# Help live streaming is very slow!



## hisbeauty4ashes (Oct 27, 2009)

Hi friends.

I have windows XP and the live streaming or even online videos are slow when I try to watch it when I open it up to full screen. The computer does have a slow processors but that use to not effect the live streaming.

Help please!


----------



## flavallee (May 12, 2002)

Right-click MY COMPUTER, then click Properties.

What's listed for the processor type and speed and amount of RAM?

------------------------------------------------------------------

Click Start - Run, type in MSCONFIG and then click OK - Startup(tab).

How many entries have a checkmark?

-------------------------------------------------------------------

Right-click an empty space on the desktop, then click Properties - Settings - Advanced - Adapter(tab).

What's listed for the adapter information?

--------------------------------------------------------------------

What program are you trying to watch on-line video with?

--------------------------------------------------------------------


----------



## hisbeauty4ashes (Oct 27, 2009)

A friend gave me this computer when mine broke down 

Here is Processor 1.60 HGz

Ram 2.43

10 marked in start up tab


----------



## hisbeauty4ashes (Oct 27, 2009)

Adapter string VIA/S3g UnichomePro IGP

Memory 64MB

Bios info 98.Ao.00 .09

Not sure is you wanted the whole thing under tab


----------



## hisbeauty4ashes (Oct 27, 2009)

I use online streaming so it comes directly though from internet like foxnews from live box and it was running great! When I watch video's like from youtube and or I watch Hulu. These are my usual's that were working great! Now it is not..


----------



## flavallee (May 12, 2002)

I don't see anything lacking in your hardware specs that would be causing that problem.

The VIA S3 Chrome integrated graphics controller has 64 MB of video memory - which is sufficient for video streaming from websites.

----------------------------------------------

Do you have these add-ons installed?

*Adobe Flash Player ActiveX 10.1.85.3* - for Internet Explorer

*Adobe Flash Player Plugin 10.1.85.3* - for Firefox and other non-IE browsers

*Java Runtime Environment 1.6.0.21(6 Update 21)*

*Microsoft Silverlight 4.0.50917.0*

----------------------------------------------

I rarely view something on U-Tube or stream video clips, so I'm not an expert on the subject.

You might consider clicking "Report" and then requesting to have your thread moved to the MULTIMEDIA or WEB & EMAIL section.

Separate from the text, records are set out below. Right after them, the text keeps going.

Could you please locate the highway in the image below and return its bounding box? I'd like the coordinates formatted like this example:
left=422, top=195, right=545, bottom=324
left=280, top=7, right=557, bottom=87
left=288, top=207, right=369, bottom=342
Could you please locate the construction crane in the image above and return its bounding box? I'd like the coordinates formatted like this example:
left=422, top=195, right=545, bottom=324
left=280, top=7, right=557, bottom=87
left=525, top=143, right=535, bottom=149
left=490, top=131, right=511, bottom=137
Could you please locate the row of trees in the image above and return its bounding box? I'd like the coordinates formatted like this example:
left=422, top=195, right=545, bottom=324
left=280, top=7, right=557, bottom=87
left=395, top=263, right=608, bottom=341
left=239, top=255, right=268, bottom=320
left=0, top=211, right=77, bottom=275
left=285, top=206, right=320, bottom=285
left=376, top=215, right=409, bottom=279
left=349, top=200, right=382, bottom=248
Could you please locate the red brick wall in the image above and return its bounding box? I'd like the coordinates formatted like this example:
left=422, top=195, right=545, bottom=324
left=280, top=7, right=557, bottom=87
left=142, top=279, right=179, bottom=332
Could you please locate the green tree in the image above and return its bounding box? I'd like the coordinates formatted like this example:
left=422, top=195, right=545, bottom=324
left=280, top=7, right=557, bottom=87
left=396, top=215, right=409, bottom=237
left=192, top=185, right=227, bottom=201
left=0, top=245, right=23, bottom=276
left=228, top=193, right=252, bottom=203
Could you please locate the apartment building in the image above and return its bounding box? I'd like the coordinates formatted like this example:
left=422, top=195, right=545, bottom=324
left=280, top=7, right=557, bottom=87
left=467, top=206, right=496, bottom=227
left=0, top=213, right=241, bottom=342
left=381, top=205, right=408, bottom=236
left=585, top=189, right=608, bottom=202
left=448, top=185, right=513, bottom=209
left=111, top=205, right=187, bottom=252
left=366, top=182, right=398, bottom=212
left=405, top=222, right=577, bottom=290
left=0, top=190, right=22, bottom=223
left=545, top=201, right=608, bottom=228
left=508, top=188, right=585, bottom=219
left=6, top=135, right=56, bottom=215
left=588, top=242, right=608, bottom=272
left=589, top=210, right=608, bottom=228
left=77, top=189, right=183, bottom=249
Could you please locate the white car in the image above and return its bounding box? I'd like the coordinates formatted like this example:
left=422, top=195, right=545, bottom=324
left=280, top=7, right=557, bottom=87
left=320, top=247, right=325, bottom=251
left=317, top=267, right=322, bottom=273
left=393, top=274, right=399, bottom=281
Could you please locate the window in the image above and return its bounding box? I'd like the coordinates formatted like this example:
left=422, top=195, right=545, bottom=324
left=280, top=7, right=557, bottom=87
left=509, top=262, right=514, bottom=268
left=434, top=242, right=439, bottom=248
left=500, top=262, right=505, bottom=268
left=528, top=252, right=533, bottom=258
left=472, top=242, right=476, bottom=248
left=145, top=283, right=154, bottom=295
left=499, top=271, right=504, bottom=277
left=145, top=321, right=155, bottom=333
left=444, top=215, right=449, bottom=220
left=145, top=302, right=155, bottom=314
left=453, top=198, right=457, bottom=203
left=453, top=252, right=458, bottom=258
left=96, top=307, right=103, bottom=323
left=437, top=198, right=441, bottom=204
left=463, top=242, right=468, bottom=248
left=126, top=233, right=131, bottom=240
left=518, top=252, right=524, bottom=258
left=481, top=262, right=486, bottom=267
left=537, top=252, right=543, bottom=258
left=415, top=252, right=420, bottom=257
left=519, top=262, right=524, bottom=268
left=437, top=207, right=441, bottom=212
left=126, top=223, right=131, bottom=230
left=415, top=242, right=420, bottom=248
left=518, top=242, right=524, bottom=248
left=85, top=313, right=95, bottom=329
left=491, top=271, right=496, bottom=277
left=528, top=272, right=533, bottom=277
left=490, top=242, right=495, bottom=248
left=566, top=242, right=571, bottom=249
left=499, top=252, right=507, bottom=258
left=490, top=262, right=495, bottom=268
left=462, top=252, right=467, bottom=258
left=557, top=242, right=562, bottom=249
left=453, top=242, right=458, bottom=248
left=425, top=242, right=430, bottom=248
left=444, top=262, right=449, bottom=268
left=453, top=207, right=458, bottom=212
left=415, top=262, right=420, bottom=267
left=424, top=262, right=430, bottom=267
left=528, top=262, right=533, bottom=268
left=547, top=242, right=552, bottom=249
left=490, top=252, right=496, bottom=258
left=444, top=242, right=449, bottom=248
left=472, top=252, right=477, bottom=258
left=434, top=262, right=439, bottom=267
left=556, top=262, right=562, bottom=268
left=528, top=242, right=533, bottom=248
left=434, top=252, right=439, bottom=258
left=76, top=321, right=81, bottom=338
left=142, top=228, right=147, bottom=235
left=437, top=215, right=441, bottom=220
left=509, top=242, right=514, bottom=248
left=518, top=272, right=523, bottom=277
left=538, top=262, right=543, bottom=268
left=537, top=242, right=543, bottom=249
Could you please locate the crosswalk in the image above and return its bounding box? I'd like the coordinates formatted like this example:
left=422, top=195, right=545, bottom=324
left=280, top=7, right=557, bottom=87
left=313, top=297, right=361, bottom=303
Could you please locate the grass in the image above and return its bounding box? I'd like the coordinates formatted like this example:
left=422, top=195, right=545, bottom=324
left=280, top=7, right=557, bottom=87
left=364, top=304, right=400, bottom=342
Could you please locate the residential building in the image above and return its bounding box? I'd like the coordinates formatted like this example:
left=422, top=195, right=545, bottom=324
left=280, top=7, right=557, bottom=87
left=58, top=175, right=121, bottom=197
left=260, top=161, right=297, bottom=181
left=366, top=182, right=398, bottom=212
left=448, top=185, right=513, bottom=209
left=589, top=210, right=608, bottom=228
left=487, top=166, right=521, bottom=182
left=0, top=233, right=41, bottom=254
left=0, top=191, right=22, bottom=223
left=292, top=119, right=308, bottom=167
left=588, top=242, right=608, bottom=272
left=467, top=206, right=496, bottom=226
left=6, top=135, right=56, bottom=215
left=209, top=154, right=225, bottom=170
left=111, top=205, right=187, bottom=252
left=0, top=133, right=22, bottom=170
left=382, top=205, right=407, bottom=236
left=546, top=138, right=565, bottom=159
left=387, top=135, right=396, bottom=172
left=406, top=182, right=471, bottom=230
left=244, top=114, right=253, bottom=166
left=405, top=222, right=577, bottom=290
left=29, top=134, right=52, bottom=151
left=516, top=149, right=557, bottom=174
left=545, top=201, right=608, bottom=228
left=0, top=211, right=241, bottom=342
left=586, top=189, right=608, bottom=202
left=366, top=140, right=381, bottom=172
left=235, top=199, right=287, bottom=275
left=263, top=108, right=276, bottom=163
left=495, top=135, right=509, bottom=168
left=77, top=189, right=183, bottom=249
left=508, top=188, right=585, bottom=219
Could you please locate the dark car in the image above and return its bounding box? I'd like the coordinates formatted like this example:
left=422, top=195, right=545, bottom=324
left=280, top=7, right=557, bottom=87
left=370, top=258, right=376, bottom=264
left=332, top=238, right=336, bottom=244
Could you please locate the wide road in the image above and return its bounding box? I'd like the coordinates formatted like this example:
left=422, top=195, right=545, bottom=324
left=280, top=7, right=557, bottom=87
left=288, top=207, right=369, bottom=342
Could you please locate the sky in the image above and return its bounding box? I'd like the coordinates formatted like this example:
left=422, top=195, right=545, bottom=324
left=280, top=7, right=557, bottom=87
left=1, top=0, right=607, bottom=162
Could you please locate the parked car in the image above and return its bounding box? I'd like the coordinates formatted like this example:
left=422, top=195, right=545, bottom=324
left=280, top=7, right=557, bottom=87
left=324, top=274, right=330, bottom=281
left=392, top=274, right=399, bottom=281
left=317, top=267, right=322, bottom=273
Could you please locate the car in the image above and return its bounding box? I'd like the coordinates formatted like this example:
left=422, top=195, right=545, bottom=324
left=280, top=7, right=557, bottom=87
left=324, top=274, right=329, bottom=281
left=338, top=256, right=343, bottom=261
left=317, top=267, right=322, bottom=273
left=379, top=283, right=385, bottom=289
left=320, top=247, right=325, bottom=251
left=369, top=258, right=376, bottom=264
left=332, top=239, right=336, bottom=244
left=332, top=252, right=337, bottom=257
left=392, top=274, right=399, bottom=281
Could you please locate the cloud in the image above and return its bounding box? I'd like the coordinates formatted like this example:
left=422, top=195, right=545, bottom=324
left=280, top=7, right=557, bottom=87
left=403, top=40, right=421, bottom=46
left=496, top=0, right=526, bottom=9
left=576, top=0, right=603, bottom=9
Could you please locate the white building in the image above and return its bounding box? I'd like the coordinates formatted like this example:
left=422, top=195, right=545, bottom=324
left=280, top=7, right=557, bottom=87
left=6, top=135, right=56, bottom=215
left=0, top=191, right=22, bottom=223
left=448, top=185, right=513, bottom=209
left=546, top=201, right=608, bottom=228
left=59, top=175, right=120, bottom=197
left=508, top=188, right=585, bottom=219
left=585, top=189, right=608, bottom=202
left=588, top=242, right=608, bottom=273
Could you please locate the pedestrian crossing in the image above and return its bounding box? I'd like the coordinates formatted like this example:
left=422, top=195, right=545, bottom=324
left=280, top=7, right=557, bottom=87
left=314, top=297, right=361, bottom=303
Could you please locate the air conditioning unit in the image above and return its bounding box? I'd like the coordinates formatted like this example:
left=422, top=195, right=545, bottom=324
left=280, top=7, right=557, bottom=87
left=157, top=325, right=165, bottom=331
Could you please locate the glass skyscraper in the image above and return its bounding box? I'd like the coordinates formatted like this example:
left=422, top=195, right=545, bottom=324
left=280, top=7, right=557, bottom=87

----------------------------------------------


----------



## hisbeauty4ashes (Oct 27, 2009)

Well all of them seemed to a;ready be stalled. Okay well I will do as you say. Thanks so much for trying to help me. Have a wonderful week my friend.


----------



## Rick_in_Fla (Apr 2, 2007)

How do you connect to the internet? Do you have cable, dsl or are you on dial-up? Watching streaming video requires a relatively fast internet connection.


----------



## hisbeauty4ashes (Oct 27, 2009)

I have cable .1 It was doing great then did a nose dive to slow...


----------



## Rick_in_Fla (Apr 2, 2007)

Try cleaning out your temporary intenet files and run a malware scan. You can also go here http://performance.toast.net/default.asp and run a few speed tests to see how fast your cable speed really is.


----------



## hisbeauty4ashes (Oct 27, 2009)

I do what you said daily. I checked the speed it is good. Now the problem I am having is it is when I make the streaming larger on the screen. What I mean it when ever I open the screen to be bigger is when it gets slow. It has something to do with making the screen larger...


----------